I would gladly allow that uvu <3

@Marissa
My little lovely. Like a lot of people, I worry that my situation would be too much of a burden for those whom I care about so much and that nobody would believe me. It's taken me from then (whenever it was.. can't remember lol) until a few days ago where I felt comfortable revealing it to so many others.
Don't feel bad! You've been helping me just by being a friend <3

@Allie (I hope it's ok that I call you that!)
Ahh thank you;; That's very sweet of you to say. It took me a good number of tries to actually post this, but I'm happy that I finally was able to.
Thank you again <3

@Ally (...am I seeing double? hehe)
That is so nice of you to say! You're such a sweetheart. I like making (or at least trying) people happy by making jokes or helping out.

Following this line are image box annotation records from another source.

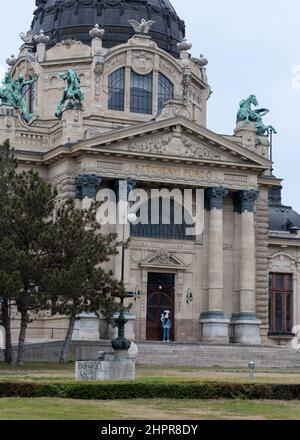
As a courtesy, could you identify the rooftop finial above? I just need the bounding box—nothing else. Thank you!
[20,30,33,44]
[192,54,208,69]
[89,24,105,40]
[177,38,193,52]
[6,55,18,67]
[33,29,50,45]
[128,18,156,34]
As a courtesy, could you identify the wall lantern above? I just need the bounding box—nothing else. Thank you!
[134,285,142,301]
[248,362,255,382]
[186,288,193,304]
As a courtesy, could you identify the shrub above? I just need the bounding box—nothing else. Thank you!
[0,382,300,400]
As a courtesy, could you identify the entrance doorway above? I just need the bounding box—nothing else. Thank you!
[146,272,175,341]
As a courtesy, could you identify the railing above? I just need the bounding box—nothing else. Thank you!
[11,327,67,340]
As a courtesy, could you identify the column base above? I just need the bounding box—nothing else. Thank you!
[200,312,230,344]
[231,313,261,345]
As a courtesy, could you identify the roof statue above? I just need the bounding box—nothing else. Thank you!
[55,69,84,119]
[0,72,36,122]
[237,95,277,136]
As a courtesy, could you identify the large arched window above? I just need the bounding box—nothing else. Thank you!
[130,70,153,115]
[108,67,125,111]
[158,73,174,113]
[131,198,195,240]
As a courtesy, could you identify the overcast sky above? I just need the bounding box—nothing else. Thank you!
[0,0,300,212]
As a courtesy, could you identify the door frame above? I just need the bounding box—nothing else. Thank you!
[145,267,178,342]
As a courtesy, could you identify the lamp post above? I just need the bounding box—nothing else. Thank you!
[111,196,137,351]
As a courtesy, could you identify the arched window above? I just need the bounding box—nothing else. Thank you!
[22,76,36,114]
[158,73,174,113]
[130,70,153,115]
[131,198,195,241]
[108,67,125,111]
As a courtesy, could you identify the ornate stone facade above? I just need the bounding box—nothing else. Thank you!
[0,2,300,344]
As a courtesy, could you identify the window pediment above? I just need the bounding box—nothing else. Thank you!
[140,249,187,270]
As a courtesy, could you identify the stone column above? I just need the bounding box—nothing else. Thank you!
[72,174,102,341]
[232,190,261,345]
[200,187,229,343]
[75,174,102,209]
[110,179,136,341]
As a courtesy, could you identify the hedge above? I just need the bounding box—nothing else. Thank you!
[0,382,300,400]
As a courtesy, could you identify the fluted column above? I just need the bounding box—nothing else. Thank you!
[232,190,260,345]
[72,174,102,341]
[112,179,136,287]
[200,187,229,342]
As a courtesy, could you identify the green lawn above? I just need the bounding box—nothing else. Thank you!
[0,363,300,384]
[0,398,300,420]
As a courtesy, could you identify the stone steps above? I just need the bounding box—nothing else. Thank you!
[137,342,300,368]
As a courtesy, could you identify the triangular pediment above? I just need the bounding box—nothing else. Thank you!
[81,117,270,170]
[140,249,187,270]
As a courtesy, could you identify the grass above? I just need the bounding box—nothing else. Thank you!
[0,398,300,420]
[0,362,300,420]
[0,362,300,384]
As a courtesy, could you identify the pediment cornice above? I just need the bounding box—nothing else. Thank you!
[75,117,271,171]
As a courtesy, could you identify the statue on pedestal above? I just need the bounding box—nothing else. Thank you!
[0,72,36,122]
[237,95,276,136]
[55,69,84,119]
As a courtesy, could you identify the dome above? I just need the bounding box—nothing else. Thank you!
[31,0,185,57]
[269,186,300,233]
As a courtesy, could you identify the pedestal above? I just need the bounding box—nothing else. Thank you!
[231,315,261,345]
[200,314,230,344]
[108,313,136,341]
[75,350,135,382]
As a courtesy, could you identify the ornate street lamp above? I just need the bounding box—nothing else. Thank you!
[111,191,137,351]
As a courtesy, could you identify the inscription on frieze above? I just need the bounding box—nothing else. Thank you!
[129,134,221,160]
[224,174,248,183]
[97,160,124,171]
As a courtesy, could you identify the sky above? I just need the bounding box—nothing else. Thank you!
[0,0,300,212]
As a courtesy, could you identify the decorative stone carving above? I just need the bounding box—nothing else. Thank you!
[129,132,221,160]
[6,55,18,67]
[192,54,208,69]
[234,189,259,214]
[56,38,83,49]
[268,253,298,273]
[156,99,191,121]
[205,186,229,211]
[177,38,193,52]
[55,69,84,122]
[128,18,155,34]
[89,24,105,40]
[140,249,187,270]
[33,29,50,45]
[20,30,33,44]
[84,127,100,139]
[159,58,178,78]
[182,66,192,107]
[132,51,154,75]
[75,174,102,200]
[105,53,126,70]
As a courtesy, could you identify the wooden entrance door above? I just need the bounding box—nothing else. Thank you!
[146,272,175,341]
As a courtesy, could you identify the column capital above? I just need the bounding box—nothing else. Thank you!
[205,186,229,211]
[112,178,136,200]
[234,189,259,214]
[75,174,102,200]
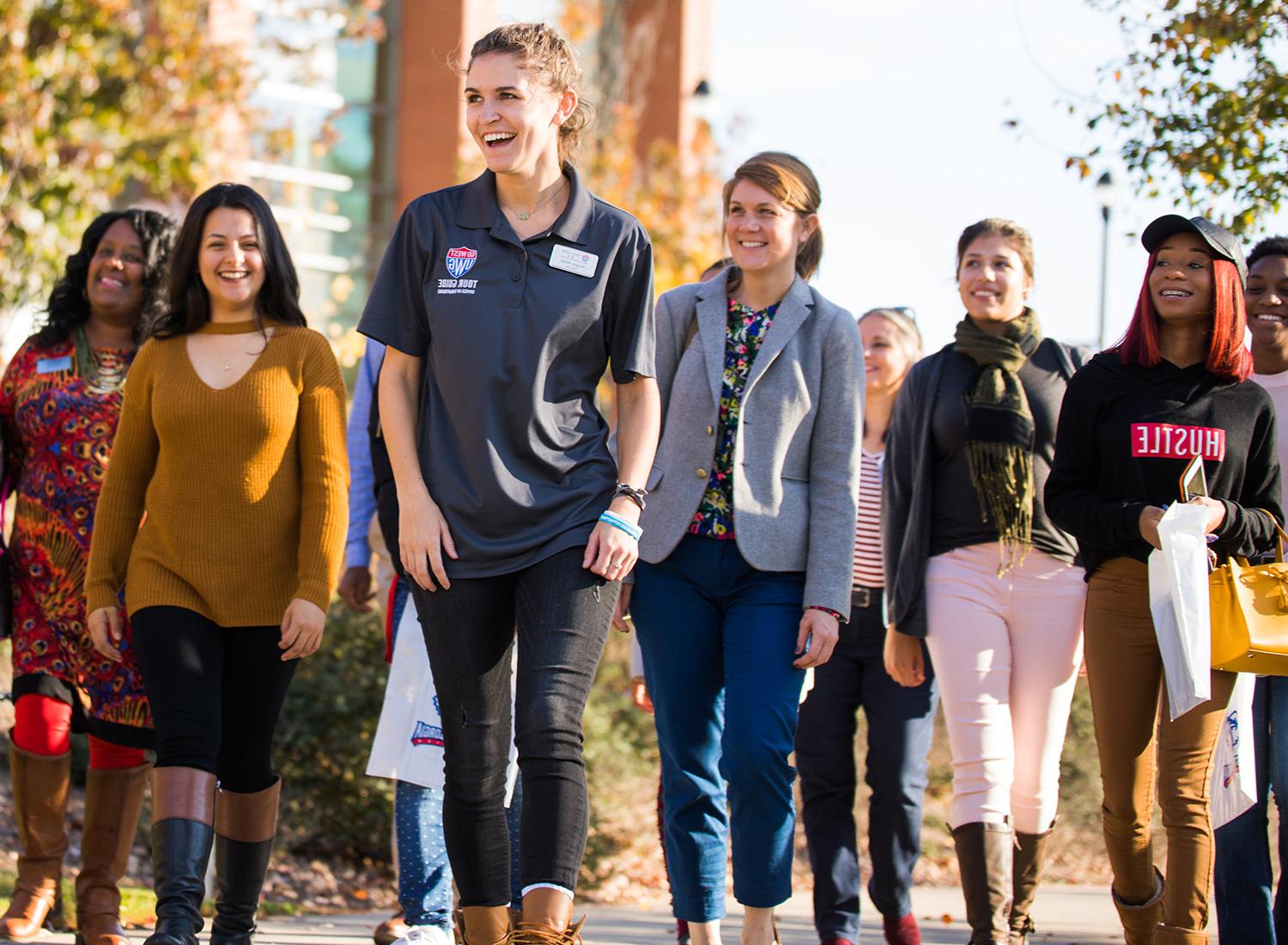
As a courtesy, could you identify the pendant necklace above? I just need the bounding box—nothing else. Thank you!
[497,183,563,221]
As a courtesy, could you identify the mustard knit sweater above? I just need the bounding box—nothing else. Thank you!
[85,321,349,626]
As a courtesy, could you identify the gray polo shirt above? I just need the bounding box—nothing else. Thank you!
[358,165,654,577]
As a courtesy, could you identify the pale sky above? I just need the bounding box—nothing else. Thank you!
[492,0,1288,351]
[711,0,1288,351]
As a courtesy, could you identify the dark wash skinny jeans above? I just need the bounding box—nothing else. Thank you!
[796,589,939,941]
[412,546,621,906]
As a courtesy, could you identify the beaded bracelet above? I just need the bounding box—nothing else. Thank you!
[599,512,644,541]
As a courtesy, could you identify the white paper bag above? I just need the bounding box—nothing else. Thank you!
[368,601,519,803]
[1210,673,1257,830]
[1149,503,1212,719]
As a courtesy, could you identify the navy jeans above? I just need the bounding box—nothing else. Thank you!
[1215,675,1288,945]
[412,546,620,906]
[796,590,939,941]
[631,535,805,922]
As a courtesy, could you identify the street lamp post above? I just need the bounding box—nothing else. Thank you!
[1097,170,1115,348]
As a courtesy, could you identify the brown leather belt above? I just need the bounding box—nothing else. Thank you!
[850,587,881,610]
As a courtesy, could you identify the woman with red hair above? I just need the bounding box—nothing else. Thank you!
[1046,216,1283,945]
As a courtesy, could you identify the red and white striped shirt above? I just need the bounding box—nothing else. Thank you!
[854,450,885,588]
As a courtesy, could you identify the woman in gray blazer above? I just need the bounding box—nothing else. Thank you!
[618,152,863,945]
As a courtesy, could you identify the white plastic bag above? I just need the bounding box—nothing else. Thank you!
[368,601,519,803]
[1149,503,1212,719]
[1210,673,1257,830]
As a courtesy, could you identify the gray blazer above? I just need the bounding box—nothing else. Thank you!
[641,270,865,615]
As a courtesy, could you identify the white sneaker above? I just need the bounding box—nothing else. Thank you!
[394,925,453,945]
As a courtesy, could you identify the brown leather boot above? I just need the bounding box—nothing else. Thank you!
[510,887,586,945]
[1109,866,1163,945]
[1154,924,1208,945]
[456,905,510,945]
[953,821,1015,945]
[371,906,407,945]
[0,744,72,941]
[76,765,152,945]
[1012,830,1051,945]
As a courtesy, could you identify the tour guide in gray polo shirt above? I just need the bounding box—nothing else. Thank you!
[358,164,659,912]
[358,165,653,580]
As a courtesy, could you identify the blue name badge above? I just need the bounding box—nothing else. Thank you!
[36,355,72,374]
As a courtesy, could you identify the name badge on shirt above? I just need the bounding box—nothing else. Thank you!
[36,355,72,374]
[550,244,599,278]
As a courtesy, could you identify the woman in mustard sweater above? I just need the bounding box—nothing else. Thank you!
[85,183,348,945]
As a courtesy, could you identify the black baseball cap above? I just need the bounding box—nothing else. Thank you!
[1140,213,1249,283]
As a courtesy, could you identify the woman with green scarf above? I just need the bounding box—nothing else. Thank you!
[881,219,1086,945]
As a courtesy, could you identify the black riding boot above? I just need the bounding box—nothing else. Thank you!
[210,780,283,945]
[144,767,216,945]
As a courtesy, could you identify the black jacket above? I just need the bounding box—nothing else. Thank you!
[368,374,407,577]
[1046,352,1283,576]
[881,338,1087,637]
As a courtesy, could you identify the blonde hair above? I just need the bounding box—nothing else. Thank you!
[860,308,922,365]
[724,151,823,289]
[461,23,595,162]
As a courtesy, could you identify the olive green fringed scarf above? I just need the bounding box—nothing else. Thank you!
[957,308,1042,577]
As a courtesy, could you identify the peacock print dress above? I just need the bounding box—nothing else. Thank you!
[0,330,152,747]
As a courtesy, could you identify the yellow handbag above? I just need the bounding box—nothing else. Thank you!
[1208,509,1288,675]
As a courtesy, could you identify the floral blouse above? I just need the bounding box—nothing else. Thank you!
[690,299,778,539]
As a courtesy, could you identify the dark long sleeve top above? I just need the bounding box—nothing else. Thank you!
[881,338,1086,637]
[1046,352,1283,576]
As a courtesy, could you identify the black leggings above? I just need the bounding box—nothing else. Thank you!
[131,607,299,793]
[412,548,620,906]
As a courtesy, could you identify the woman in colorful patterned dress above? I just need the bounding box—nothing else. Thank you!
[0,209,175,945]
[623,152,863,945]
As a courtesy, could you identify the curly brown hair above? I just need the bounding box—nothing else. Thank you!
[461,23,595,164]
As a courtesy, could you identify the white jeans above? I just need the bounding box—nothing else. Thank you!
[927,543,1087,832]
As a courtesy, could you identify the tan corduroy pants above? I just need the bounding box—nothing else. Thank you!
[1084,557,1234,930]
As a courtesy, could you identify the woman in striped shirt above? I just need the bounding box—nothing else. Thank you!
[796,308,939,945]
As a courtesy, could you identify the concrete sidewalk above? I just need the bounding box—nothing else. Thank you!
[41,886,1159,945]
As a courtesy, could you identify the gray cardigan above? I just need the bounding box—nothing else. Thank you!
[641,270,863,616]
[881,338,1090,637]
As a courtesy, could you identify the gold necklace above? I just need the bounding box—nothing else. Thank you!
[496,182,564,221]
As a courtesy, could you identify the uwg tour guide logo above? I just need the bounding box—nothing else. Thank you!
[447,247,479,278]
[1131,423,1225,460]
[438,247,479,296]
[411,719,443,747]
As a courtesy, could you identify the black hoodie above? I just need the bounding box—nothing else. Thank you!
[1046,352,1283,576]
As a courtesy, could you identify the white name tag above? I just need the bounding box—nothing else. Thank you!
[36,355,72,374]
[550,244,599,278]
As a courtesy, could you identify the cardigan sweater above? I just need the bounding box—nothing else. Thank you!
[85,321,349,626]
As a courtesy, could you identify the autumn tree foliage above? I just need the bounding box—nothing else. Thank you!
[559,0,723,293]
[0,0,242,317]
[0,0,380,320]
[1071,0,1288,231]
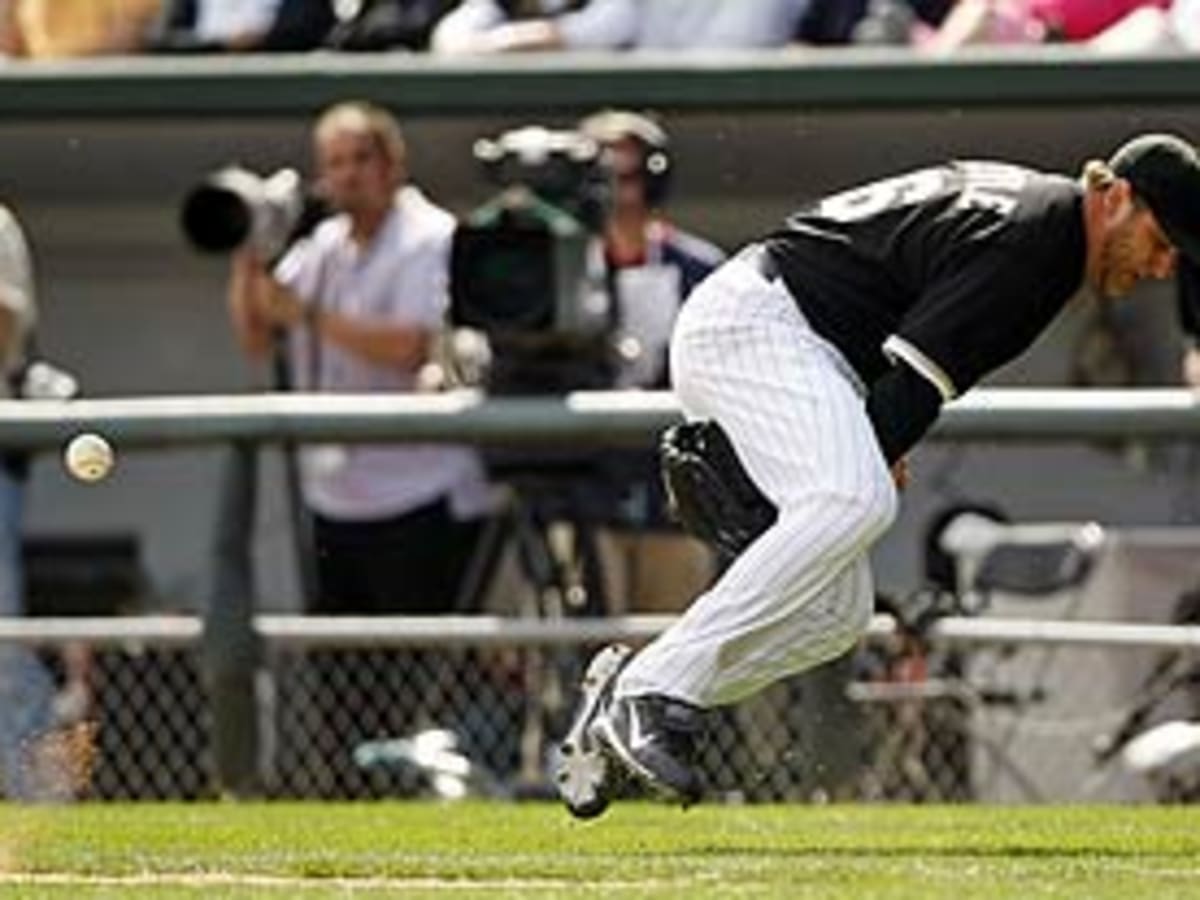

It makes me feel happy.
Thank you so much, darling! <3 *hug hug*

@Blue
I've really missed seeing you around!!
People forget how much words really can hurt and that the pain that they cause can stay with you for a long time.
I'll do my best to remember what you've told me and to keep telling myself that. I care about you a great deal and I'm very proud of you for being that strong <3

@Dannii
Therapy is tough, but very rewarding. A lot of people think you have to be totally bonkers to go, but the simplified job description for a counselor is "to help people with everyday problems."
I love you a lot, too <3
WAAAUGH.. You know I've seen your tumblr name crop up a few times through other friends' replies and whatnot but I never put two and two together and realized it was you x'D

@Bee
Thank you.. I'm at a loss for words. You've been an inspiration to me even if we haven't spoken very often. <3

@Narina
It's strange to hear that anybody looks up to me. I don't feel as if I deserve it, but I'm humbled and grateful to hear it.
I'm determined to make things better c: Then I can spend more of my time helping out others and trying to make them laugh. Thank you <3

@WS
It is hard, but I want to try and make things as normal as I can while dealing with it, which includes trying to come back here. Thank you! You truly are Wonderful ;>
---


It took me a while to reply because I'm not used to getting this many replies on something, and also each and every one of you has touched my heart. You're a great group of people and I've missed seeing all the stories, art, and communication that goes on here.
Give yourselves a hug and pretend its from me, ok? I'd hug you in-person but my arms aren't that long.